Ou bien la ruse vient chez Hebel interrompre une série, une répétition malencontreuse, malheureuse, productrice de tristesse ou de rire mauvais. Dans « Glimpf geht über Schimpf [19] », à chacun de ses passages en cette localité, un juif est conspué et moqué par les petits enfants – garnements malicieux. « – Youpin ! Youpin ! Sale Youpin ! » Il lui faut, par la ruse, faire l’invention capable d’empêcher la répétition du malheur et de l’humiliation. Le juif décide qu’il récompensera d’un liard, à chaque insulte, l’enfant ayant proférée celle-ci. La comédie, la ruse, la farce, est « ressource contre le malheur [20] », mais ressource active – car le monde doit être changé. Molière, « devant le succès de l’inventivité comique », provoquait « un rire de jubilation [21] ». Or ce rire, précisément, n’est pas le rire qui moque.
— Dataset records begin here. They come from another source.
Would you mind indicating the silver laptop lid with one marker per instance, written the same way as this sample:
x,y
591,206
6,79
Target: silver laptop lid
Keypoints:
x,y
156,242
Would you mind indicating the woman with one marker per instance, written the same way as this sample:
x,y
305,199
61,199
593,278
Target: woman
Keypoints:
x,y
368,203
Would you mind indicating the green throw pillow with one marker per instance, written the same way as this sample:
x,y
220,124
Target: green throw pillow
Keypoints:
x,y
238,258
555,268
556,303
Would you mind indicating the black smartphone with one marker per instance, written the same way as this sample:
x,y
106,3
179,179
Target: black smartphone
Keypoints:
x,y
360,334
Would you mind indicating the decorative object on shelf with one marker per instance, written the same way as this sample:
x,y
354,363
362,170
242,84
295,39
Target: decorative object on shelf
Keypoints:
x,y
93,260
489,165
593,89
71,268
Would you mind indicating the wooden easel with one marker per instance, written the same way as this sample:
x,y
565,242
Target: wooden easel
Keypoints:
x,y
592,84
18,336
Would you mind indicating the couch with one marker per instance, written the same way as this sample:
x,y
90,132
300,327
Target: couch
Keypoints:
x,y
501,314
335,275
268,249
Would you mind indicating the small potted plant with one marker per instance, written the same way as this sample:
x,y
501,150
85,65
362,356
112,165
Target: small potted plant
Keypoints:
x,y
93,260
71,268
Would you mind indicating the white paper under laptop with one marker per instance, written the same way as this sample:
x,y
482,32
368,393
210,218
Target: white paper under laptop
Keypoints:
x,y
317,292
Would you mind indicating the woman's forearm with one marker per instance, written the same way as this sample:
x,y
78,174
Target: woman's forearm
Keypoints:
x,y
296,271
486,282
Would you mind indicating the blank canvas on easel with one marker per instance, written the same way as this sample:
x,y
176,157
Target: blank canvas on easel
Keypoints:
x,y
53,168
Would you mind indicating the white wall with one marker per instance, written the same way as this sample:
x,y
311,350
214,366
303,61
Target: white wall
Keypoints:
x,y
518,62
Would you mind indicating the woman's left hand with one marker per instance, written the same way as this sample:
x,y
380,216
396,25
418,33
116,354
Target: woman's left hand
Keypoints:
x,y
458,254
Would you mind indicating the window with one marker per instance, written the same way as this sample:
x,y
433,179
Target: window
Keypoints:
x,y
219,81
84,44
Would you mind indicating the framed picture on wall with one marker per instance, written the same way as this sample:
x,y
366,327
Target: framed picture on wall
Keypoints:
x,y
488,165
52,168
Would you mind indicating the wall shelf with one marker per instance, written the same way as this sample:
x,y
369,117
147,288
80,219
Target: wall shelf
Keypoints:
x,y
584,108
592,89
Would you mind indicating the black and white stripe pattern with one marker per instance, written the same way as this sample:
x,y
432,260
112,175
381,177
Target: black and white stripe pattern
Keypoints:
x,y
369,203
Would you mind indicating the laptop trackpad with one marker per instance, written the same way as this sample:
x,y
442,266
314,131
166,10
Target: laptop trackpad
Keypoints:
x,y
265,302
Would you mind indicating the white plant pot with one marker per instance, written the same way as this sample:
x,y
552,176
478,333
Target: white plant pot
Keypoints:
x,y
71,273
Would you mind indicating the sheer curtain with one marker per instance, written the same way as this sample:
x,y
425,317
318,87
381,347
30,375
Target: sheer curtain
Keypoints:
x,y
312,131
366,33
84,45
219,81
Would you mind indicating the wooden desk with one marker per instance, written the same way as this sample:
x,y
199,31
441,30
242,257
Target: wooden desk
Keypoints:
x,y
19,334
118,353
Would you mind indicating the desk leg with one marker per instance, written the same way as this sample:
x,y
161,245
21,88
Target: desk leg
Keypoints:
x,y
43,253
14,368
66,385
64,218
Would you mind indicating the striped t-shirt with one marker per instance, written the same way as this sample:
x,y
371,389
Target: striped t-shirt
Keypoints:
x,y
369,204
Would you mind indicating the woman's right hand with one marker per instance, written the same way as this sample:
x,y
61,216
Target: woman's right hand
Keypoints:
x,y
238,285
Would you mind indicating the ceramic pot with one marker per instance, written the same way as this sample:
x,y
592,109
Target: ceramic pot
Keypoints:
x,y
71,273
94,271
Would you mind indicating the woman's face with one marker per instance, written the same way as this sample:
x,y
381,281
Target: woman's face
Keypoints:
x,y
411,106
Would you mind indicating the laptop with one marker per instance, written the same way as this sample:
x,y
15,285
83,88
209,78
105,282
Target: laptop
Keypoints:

Puisque c’est au contraire la moquerie qui se complaît dans l’ordre du monde, qu’elle moque ; et qu’elle se plaît à moquer [22]. Mais cela ne veut pas dire pour autant que l’auteur fasse rire du rire naïf du benêt (der Einfältige), rire qui laisserait les choses en l’état (en l’état du malheur ; en l’état « plié ») : « ... le rire jaillit de l’aperçu d’un au-delà du malheur [23]. » Dès lors, n’est-il pas « très raisonnable », en effet, « d’embrasser la joie d’une imagination qui sert le réel [24] » ? Fredo l’Allumette, à l’auberge, vole le voleur de tabatière ; ailleurs, plus tard, il se fera donner par la maréchaussée une monture excellente pour se mettre à la recherche (traque) d’un prisonnier évadé (qui n’est nul autre que lui-même) ; et sur ce cheval se sauve – part au galop en direction de la Hollande, traverse des villages où partout il alerte [25]. L’espace étriqué des auberges, des études de notaires, des comptoirs de marchands, qui est l’espace de mainte historiette hébélienne, soudainement s’ouvre sur un paysage. L’horizon s’élargit. On approche des rives du Rhin, fleuve déjà immense, et au-delà s’étend l’étranger, la plaine de Hollande jusqu’à la mer... Fredo, à la fin, d’un léger coup de badine donné à son cheval, passe la frontière, comme en rêve. Il est en fuite. Quelque chose commence. Le comique, toujours, est « éclairan[t], réjouissan[t] et riche d’avenir [26] ». C’est le contraire du sarcasme et de la satire, propre au vieux monde, au monde fatigué [27].
Drancy, Île-de-France,
décembre 2021.
N. B. L’image reproduite en [2.] est extraite d’un portrait de Hebel par Philipp Jakob Becker, 1810 [28].